Pain processing in dementia and neurodegenerative disorders
Benedetti, Fabrizio, Department of Neuroscience, University of Turin Medical School, Turin, Italy

With the increase of age in the world population, there has been an increase of neurodegenerative diseases and of cognitive impairment in the elderly, as well as of painful conditions, such as arthritis and pathological fractures. Therefore, the understanding of pain processing in dementia is an important issue which needs to be addressed in order to improve the quality of life of people who can not communicate. Recent works suggest that pain in dementia can not be considered as a single entity, since different types of dementia produce different changes of pain perception. For example, the most common types of dementia, Alzheimer's disease (AD) and vascular dementia (VD), are characterized by different pathophysiological substrates that have differential effects on pain. In fact, the main characteristic of AD is a dissociation between the sensory-discriminative and the affective-emotional components of pain. In other words, whereas AD patients show a normal sensory detection and pain threshold, they show an increase of pain tolerance along with reduced emotional responses. This sensory-emotional dissociation is well correlated to the neuropathological pattern of AD, in which neuronal degeneration is large in the limbic system and small in the primary somatosensory cortex. By contrast, VD patients do not show a constant pattern of pain perception.

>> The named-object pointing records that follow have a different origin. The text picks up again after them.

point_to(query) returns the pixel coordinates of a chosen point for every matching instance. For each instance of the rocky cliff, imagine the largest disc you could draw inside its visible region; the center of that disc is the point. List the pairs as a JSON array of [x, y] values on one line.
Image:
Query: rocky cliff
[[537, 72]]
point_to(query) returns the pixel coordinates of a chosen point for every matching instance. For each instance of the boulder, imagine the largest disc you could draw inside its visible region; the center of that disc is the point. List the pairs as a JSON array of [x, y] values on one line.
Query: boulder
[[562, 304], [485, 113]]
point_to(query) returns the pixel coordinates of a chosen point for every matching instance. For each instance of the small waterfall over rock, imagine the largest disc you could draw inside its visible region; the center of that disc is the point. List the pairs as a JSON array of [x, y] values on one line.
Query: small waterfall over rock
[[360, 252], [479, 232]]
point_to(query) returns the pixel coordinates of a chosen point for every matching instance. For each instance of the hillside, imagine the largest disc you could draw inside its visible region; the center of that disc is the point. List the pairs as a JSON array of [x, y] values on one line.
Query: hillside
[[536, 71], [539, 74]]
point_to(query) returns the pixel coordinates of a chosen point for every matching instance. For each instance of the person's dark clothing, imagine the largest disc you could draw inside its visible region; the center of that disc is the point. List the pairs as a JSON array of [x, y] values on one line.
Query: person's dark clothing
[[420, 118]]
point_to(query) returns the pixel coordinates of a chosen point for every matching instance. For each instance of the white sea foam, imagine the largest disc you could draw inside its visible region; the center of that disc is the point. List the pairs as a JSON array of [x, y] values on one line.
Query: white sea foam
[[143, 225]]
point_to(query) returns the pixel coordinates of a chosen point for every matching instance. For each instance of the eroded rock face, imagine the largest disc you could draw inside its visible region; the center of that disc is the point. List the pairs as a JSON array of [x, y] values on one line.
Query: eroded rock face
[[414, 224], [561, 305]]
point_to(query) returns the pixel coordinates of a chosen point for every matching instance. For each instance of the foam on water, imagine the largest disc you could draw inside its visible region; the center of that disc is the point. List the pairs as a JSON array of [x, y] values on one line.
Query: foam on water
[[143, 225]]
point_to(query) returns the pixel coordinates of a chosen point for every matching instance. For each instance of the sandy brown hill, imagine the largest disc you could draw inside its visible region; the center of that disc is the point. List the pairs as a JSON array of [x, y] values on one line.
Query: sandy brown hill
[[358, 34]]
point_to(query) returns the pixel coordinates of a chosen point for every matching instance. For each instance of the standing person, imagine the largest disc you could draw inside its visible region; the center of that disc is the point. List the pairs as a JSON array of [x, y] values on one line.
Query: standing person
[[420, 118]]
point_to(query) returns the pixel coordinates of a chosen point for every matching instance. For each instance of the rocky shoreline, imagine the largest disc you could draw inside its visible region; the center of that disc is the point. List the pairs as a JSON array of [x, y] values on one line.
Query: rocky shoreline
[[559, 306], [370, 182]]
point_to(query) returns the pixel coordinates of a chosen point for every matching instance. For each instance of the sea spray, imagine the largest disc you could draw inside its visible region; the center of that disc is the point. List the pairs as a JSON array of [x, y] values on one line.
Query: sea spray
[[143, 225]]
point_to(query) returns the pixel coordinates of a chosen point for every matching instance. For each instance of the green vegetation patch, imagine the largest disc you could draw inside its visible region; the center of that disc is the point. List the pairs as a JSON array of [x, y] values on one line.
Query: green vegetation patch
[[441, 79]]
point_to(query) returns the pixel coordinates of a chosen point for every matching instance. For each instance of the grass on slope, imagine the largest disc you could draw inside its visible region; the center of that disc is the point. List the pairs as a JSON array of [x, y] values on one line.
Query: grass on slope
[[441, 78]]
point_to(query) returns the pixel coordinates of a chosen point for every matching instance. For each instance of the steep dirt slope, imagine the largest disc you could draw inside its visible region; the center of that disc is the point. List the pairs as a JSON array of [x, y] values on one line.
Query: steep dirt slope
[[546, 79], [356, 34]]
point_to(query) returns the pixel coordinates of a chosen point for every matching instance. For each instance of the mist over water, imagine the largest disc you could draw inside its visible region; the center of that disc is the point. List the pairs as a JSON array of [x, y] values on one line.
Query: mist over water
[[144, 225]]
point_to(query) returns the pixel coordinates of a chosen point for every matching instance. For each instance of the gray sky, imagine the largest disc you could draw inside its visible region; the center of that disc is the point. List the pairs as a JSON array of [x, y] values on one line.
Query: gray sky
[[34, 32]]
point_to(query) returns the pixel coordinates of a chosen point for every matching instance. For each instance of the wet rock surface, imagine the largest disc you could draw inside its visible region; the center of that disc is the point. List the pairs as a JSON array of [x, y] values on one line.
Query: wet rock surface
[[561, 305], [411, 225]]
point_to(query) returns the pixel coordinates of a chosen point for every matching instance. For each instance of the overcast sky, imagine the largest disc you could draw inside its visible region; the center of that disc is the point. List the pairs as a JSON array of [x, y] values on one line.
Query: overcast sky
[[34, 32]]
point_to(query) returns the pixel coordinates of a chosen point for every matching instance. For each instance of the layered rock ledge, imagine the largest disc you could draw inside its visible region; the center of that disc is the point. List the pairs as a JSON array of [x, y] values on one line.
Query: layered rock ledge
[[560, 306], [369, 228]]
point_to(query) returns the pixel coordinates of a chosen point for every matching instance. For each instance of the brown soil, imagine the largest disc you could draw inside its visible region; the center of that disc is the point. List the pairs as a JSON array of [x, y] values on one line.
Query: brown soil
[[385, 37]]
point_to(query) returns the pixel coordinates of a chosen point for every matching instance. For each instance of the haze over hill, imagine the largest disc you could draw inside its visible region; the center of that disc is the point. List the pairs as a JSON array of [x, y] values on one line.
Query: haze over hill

For example, whereas some VD patients are hyperalgesic to many procedures, some others show either sensory deficits or pain tolerance increase. This is due to the fact that VD is caused by multi-infarcts localized in cortical and/or subcortical regions with different and random patterns of spatial distribution. Consequently, the changes of pain perception depend on the localization of the vascular lesions. These findings have important clinical implications. In fact, different types of dementia require different therapeutic strategies in order to improve the quality of life of demented patients.